This flint Type II dagger is from Denmark. It dates to the Late Neolithic, ca. 4000-4250 BP.
The artefact in this model is actually a combination of two flint daggers which a collector has cleverly matched and combined. The two pieces are of nearly identical width and thickness, but they differ in flaking technology. The distal piece shows broad percussion-flaking scars and non-invasive pressure flaking. It is possible that both percussion flaking and pressure flaking were used to resharpen the dagger. On the proximal piece, the remnant part of the blade was resharpened by invasive pressure flaking with a slightly oblique orientation. The handle was produced by percussion flaking followed by pressure flaking. The raised centreline on both faces of the handle show use-wear polish.
A ‘dagger’ in European terminology is a pointed knife with cutting edges on both margins (by this definition, many of the bifaces from North America would be considered daggers). The earliest European bifacial flint daggers are stemmed, lanceolate, and side-notched examples from northern and central Italy, many made from southern Alpine flint. These early daggers are small, with most measuring between ca. 5-10 cm long. They emerged in the Late Neolithic by about 5600 BP, and are also found in Germany, Austria, and Switzerland. Small bifacial daggers continued to be manufactured well into the Copper Age in Italy, with larger, expertly-made ‘prestige’ daggers interred with the famous burials at Remedello cemetery, ca. 5000 BP. A small hafted bifacial stone dagger was carried by Ötzi, who died while crossing the Alps in ca. 5230 BP. Bifacial stone daggers overlap chronologically with daggers made on indirect percussion blades, a technology that originated in northwestern Greece and spread to production centres in Syria, Sardinia, Bulgaria, France, and Portugal.
The beaches of southern Scandinavia are covered in large nodules of fine-grained flint. Between ca. 3500-4350 years ago, flintknappers began making elaborate bifacial daggers from this rich resource, particularly in the main production centres in Jutland (Denmark) and Skåne (Sweden). Bifacial daggers were eventually produced in many parts of Europe where high-quality flint was available, but the largest and most complex forms were made by flintknappers in southern Scandinavia. These daggers occurred during the Late Neolithic transition between the Single Grave period and the Bell Beaker (Early Bronze Age) period, sometimes referred to as the Dolktid, or Dagger Period.
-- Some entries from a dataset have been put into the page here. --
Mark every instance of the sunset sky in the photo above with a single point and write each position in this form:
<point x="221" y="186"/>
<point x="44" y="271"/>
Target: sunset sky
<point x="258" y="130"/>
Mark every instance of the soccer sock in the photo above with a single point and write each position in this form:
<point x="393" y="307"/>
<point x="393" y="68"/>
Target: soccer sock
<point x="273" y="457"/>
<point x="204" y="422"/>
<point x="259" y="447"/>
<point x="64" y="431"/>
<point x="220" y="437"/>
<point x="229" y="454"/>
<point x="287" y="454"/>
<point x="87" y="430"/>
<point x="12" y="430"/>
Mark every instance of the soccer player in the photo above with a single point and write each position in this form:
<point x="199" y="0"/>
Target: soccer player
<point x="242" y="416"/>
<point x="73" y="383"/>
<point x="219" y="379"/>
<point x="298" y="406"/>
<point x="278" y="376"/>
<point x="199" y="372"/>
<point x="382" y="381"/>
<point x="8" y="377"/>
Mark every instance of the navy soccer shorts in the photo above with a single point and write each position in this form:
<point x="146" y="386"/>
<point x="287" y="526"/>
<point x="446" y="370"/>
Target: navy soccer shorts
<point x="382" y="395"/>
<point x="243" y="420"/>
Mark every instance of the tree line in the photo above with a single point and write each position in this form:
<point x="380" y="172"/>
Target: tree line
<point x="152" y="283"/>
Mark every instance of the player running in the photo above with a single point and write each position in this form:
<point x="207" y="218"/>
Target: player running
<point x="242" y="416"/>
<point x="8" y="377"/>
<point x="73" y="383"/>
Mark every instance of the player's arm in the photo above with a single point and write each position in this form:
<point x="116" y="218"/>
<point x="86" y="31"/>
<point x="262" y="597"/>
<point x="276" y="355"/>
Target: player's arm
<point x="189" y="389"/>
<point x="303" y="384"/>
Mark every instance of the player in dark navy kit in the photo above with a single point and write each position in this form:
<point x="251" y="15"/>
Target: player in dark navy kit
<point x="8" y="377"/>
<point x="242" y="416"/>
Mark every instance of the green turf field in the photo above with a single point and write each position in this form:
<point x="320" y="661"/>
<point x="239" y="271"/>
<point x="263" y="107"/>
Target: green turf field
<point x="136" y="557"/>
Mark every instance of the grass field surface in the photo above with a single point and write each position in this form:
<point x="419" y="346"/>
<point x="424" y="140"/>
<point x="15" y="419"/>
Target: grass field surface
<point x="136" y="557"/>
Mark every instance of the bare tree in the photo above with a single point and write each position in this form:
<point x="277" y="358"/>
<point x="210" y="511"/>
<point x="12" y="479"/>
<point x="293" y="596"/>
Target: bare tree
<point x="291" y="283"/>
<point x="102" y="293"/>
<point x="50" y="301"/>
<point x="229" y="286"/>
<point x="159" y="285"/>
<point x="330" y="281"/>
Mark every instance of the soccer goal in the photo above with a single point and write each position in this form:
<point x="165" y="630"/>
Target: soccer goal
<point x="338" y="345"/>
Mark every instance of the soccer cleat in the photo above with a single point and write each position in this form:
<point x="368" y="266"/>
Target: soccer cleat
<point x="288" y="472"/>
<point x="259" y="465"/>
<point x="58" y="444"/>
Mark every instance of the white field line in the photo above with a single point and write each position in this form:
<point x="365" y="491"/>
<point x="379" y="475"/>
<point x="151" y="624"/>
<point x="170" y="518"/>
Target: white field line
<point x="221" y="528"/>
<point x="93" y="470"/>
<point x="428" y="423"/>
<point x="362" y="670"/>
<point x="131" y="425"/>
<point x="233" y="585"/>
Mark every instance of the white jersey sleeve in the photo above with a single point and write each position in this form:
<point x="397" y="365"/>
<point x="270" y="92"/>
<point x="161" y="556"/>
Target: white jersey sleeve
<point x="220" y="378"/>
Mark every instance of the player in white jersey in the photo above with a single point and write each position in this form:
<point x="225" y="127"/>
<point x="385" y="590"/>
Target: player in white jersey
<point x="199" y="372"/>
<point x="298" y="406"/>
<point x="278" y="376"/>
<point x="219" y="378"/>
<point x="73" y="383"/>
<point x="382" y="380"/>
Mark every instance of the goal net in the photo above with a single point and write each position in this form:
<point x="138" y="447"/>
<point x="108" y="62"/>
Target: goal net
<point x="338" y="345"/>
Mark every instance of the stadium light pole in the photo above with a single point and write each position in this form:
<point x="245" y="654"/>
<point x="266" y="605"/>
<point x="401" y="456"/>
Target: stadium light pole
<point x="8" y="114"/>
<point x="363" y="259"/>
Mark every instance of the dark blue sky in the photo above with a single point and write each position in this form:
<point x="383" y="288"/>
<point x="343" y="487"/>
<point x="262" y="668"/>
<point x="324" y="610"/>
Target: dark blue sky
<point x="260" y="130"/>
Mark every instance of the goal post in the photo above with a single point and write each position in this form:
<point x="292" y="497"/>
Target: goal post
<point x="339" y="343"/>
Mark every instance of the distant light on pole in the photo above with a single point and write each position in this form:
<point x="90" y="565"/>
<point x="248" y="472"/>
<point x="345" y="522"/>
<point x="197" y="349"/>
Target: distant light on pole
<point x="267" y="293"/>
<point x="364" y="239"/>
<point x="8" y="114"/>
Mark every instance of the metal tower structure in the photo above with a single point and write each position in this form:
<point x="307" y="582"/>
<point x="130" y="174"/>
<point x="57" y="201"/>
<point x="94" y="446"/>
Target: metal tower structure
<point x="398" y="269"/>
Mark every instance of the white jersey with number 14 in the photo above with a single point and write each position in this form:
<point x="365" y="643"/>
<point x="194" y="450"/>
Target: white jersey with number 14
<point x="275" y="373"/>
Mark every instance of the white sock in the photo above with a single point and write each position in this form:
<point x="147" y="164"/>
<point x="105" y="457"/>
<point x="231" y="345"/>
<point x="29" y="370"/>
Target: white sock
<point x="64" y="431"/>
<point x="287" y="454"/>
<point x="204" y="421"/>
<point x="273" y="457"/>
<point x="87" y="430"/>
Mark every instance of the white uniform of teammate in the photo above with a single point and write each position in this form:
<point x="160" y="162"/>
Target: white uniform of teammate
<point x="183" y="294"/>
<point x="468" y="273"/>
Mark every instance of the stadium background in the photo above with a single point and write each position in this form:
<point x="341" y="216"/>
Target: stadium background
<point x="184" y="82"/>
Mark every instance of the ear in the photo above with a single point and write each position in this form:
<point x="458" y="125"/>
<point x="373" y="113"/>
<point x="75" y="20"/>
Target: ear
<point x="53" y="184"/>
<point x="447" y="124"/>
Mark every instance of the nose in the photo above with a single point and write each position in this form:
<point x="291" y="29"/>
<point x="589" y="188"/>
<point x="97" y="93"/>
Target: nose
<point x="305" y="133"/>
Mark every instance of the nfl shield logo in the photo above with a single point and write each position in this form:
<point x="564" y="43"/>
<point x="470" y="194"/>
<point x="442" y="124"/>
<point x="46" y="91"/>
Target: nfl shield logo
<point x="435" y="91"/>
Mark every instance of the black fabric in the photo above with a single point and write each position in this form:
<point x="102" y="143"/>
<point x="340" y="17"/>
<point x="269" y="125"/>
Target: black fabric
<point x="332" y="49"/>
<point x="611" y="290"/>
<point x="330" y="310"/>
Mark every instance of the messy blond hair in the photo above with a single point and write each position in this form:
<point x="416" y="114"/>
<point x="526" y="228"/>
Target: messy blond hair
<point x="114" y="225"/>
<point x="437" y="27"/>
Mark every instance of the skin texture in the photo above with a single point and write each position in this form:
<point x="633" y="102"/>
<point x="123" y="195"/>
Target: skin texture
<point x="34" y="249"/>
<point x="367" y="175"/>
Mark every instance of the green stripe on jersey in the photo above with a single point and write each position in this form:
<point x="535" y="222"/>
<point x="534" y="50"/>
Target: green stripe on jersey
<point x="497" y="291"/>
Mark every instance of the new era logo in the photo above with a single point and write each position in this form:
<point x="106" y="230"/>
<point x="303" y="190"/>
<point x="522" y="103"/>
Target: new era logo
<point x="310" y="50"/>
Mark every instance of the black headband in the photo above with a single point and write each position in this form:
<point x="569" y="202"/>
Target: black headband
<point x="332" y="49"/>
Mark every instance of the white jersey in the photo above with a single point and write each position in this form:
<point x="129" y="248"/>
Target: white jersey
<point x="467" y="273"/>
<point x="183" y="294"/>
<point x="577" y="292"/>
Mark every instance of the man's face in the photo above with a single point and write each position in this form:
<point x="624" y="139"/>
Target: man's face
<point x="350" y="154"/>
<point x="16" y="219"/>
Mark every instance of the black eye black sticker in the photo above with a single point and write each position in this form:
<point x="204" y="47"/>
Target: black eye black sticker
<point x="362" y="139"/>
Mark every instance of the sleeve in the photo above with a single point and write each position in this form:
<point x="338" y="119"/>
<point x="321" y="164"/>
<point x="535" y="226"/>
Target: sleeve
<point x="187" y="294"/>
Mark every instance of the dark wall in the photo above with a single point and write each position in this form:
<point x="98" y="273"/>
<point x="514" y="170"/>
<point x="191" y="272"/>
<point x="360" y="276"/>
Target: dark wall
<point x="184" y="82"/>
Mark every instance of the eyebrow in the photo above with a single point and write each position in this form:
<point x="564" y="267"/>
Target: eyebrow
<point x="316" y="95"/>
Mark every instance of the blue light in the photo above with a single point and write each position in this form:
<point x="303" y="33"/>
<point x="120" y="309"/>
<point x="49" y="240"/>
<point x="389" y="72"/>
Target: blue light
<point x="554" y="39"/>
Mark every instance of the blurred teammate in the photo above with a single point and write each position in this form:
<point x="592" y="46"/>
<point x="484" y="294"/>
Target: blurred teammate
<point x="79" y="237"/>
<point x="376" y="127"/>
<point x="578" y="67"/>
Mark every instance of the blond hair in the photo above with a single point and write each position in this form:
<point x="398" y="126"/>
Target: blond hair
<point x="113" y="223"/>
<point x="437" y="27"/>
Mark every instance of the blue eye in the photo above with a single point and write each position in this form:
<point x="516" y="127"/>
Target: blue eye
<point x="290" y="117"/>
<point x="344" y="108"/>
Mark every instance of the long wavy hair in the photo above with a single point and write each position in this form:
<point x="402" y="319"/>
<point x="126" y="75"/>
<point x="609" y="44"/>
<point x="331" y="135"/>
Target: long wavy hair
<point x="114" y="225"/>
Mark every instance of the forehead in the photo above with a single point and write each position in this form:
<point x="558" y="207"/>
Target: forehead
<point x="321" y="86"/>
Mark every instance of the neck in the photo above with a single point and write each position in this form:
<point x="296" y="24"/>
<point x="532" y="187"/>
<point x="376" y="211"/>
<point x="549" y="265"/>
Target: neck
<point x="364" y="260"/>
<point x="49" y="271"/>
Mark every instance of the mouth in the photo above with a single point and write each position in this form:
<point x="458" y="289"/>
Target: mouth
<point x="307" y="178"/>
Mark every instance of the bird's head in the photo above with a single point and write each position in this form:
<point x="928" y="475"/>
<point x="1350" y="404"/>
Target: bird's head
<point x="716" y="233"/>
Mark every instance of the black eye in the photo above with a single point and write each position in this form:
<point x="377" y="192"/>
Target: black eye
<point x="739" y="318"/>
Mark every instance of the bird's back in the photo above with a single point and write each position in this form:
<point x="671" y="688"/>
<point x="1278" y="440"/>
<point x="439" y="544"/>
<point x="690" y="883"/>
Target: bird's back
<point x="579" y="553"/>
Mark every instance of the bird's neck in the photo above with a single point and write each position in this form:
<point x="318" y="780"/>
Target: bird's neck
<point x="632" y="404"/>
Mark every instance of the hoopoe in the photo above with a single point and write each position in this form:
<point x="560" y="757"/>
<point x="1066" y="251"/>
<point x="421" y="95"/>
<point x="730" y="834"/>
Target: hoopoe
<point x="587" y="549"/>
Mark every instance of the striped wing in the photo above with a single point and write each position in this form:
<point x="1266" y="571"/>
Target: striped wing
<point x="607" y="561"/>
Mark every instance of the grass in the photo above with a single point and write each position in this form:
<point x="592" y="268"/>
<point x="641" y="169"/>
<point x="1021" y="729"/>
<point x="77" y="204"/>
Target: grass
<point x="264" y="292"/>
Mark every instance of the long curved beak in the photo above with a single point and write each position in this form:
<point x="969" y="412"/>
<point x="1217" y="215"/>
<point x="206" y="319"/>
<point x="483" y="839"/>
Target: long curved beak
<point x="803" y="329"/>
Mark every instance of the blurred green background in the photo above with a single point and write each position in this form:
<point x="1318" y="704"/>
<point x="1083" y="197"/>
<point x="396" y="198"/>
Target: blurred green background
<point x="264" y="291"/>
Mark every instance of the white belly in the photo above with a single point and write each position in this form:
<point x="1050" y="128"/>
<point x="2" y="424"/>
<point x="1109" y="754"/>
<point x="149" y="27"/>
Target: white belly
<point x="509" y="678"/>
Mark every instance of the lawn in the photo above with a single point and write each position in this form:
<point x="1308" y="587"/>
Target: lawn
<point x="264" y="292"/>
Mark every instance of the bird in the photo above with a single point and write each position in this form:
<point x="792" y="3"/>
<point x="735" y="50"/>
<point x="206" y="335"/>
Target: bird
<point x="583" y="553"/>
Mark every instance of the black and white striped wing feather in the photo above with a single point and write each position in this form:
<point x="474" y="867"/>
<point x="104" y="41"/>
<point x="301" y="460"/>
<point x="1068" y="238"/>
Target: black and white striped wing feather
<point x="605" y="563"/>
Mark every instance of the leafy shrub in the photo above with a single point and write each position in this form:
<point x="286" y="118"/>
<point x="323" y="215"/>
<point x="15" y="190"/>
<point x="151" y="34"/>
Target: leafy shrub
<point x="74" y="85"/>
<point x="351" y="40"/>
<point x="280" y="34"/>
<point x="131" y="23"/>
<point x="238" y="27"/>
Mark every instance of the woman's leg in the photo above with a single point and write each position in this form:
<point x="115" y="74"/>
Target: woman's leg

The earliest flint daggers in southern Scandinavia were elongated and leaf shaped, or ‘lanceolate’, and later daggers were made with a distinctive ‘fishtail’-shaped handle. Lanceolate daggers had a longer usage period and were far more common than the later fishtail daggers. One estimate is that about 10,000 lanceolate daggers are in known collections from southern Scandinavia, compared to about 1000 fishtail daggers. The lanceolate daggers are divided into three main types (Types I, II, and III, ca. 3950-4350 BP), with various subtypes, based on their workmanship and shape. Two main types of fishtail daggers are identified (Types IV and V, ca. 3600-3950 BP), also subdivided into variants. One type of dagger with a straight-sided handle (Type VI) continued into the Bronze Age, ca. 3500 BP. All of these dagger types show considerable skill in their manufacture, but some—particularly Type IV C-E daggers—are among the most complex stone tools ever produced. The Hindsgavl Dagger—a Type IV-D dagger—is considered a National Treasure of Denmark. It is on permanent display at the Danish National Museum, Copenhagen and, in 2009, an image of the Hindsgavl Dagger was printed on the 100 Kroner banknote. Lanceolate daggers were sometimes deposited in large caches, and burials throughout the Late Neolithic period often incorporated one or more flint daggers.
The blanks for Type II daggers were made by expert bifacial percussion flaking. Once the biface was thinned and reduced to the right size, the handle was manufactured. Since the handle was designed to be thicker than the blade, reduction at this end was done differently than the blade end. At the handle end, the biface was narrowed by percussion flaking in such a way that the handle grew narrow at about the same rate as it grew thin. The knappers were particularly concerned with producing a thick lenticular or roughly diamond-shaped cross section to the handle, and this was probably achieved by indirect percussion (punch flaking) in the handle-narrowing process. The indirect percussion technique can be carefully controlled so that the flakes end at the biface centreline, and this strategy can be used to transform a flat lenticular cross section into a roughly rectangular one. The edges and faces of the blade of Type II lanceolate daggers merge gracefully into the handle area in contrast to the more abrupt transition seen in Types III-V. However, the handle area on Type III daggers is markedly thicker relative to the blade, unlike the morphology of Type I daggers, which is relatively uniform from blade to handle. As such, Type III daggers form a morphological midpoint between Type I and Type III daggers. Type II daggers were frequently resharpened and the blade element often became equivalent in width to the handle prior to discard.